Give Martin Sosnoff a read. Try "Silent Investor, Silent Loser". Toni, his countess wife, apparently shares his art and photography interests. His inside covers do show a bunch of altrnative CW types of approaches.


His firm was the first non fund outfit to go public. (google Milliken)

People spend two things in life (live as you would say): money and time. Time is not recoverable. My orientation is to help others since it a great way to leverage doing problem solving.
 
Quote from jack hershey:

I use about 10 to 12 leading indicators of price.

Excuse me,if i may...Have read this statement many time and what does it mean?Sometimes you use 10, the other time 12,am i correct?It depends on something?I just don`t understand when people sometimes say this kind of words - ''i think'',''approximately'',''it seems'',''maybe'',''10 to 12''...etc

-How many?
-10 to 12
-What is it?
-10...or 12...
-so,10 or 12?
-sometimes...
-hmm...i see...(the conversation of two Pan troglodytes)


:D :D :D

Sorry,i only felt so good this evening for the past 5 years...
 
You know, Jack, I think my trading is not that different then yours or what you are trying to tell other people. I use for example also 'volume' as a leading price indicator in my intraday trading. Only I do not make 5000+ posts about it. One is more then sufficient, if you are clear about it... And a picture says more then a thousand words...
 
Quote from danielc1:

I find something amusing, but I'm also puzzled about it... Most things on this site is about how nothing works and that the majority of people lose their money in trading. I have seen many, many methods of trading. You know what I find out? Most of the stuff out there that is public knowledge works very well. Darvas, Gann, Krauz, Kase, Curtis, Cooper, Tharp, Douglas, Elder and so on, have shared some ideas that work.

I think that the reason why the majority of people lose their money in trading has nothing to do with trading but in why they trade. Maybe people trade to lose and not to win money. Winning money does not solve internal struggles, losing does... because it requires change. Change of words, change of thinking, change of feelings, change of being...
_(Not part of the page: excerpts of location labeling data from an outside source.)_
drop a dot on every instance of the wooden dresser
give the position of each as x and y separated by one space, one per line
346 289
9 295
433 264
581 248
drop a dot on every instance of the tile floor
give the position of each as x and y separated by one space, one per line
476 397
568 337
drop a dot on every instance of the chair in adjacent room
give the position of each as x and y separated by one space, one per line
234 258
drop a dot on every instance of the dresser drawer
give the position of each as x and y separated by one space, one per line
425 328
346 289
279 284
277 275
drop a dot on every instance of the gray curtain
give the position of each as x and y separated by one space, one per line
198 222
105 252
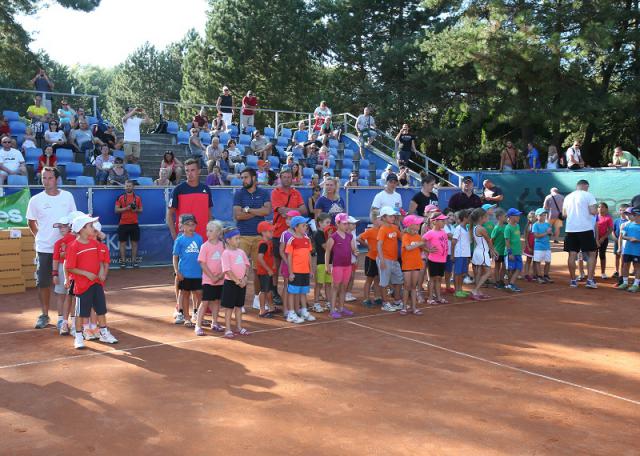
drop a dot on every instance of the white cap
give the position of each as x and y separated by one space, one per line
80 222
So it is not the method of trading that people see or use that causes losing, it is the people their innerselfs, that is causing this...
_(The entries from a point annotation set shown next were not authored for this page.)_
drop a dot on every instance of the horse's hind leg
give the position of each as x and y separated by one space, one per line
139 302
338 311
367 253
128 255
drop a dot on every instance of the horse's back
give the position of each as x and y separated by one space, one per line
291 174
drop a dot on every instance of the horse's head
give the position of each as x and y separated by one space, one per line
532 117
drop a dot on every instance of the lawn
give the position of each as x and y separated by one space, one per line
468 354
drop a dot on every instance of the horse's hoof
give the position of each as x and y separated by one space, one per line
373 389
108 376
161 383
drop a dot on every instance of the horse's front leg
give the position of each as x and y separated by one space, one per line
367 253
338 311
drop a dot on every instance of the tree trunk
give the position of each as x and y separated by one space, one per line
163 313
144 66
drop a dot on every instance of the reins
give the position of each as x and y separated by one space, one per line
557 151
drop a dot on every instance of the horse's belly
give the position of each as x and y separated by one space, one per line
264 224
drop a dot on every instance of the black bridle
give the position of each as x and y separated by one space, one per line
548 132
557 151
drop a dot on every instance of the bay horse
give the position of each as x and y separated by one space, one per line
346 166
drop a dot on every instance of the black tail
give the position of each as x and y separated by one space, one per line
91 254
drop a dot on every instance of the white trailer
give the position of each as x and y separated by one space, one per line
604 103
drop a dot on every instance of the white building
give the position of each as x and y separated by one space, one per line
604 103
I'm wondering who share this believe on this site. Then I can put everybody else on 'ignore'

:D

Once upon a time , a scammer was selling services from a website , trading education ,trading signals ,site advertising fees ,software sold on site , and rebates from bucket shops were his main source of income .
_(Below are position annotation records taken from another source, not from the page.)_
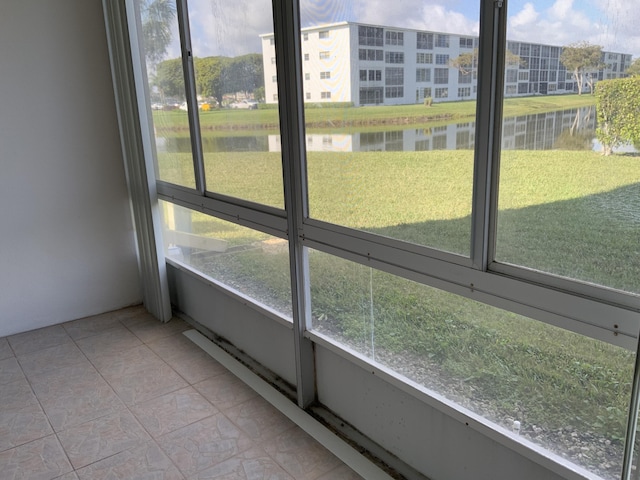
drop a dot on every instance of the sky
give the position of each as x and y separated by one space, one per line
221 27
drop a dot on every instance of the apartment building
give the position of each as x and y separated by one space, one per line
372 64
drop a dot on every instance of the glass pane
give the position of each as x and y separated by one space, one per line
565 392
390 116
160 41
237 127
253 263
564 208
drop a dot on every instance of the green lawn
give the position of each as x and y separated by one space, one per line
570 213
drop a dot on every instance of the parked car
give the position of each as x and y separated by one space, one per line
250 104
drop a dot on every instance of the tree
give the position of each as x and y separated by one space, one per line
156 17
211 77
169 78
634 69
618 106
581 58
He wanted the world to believe everything his site sold worked.The moral is don't entertain pricks!
 
Quote from bwolinsky:

My pedigree from research related to things like IQ and Income, that could predict what income you'd earn when you were 40 based on your ASVAB iq percentile, showed that intelligence was the greatest predictor of income with a 37% R^2.

I guess my analysis of that is why I'm always leaning towards quantitative trading methods, than seat of the pants guessing. I don't consider strategies that work in real time optimized on past data as any reason to discount backtesting. Backtesting is a way to find a solution to a formula. Assuming your strategy is not literally measuring if it's May 5th, 2010, do not buy, then whatever the model says it did around that time is probably close to what it would have done actually. Even if the trades went off at different prices, it still would have had relatively similar positions on. In the case of IQ and Income, your intelligence modelled against the log of your income at age 40 is just the same as the models output at the time you had optimized it.

Everything works is naive, because what doesn't work is thinking that not having to optimize simply because you fail to see the scientific basis behind backtesting is significantly more effective than trading on discretion.

I prefer artificial intelligence to a trader's guesstimate any day of the week, and know that those discretionary traders cannot possibly trade as well as my robots do.

I got a 96 on my ASVAB, how much money should I be making?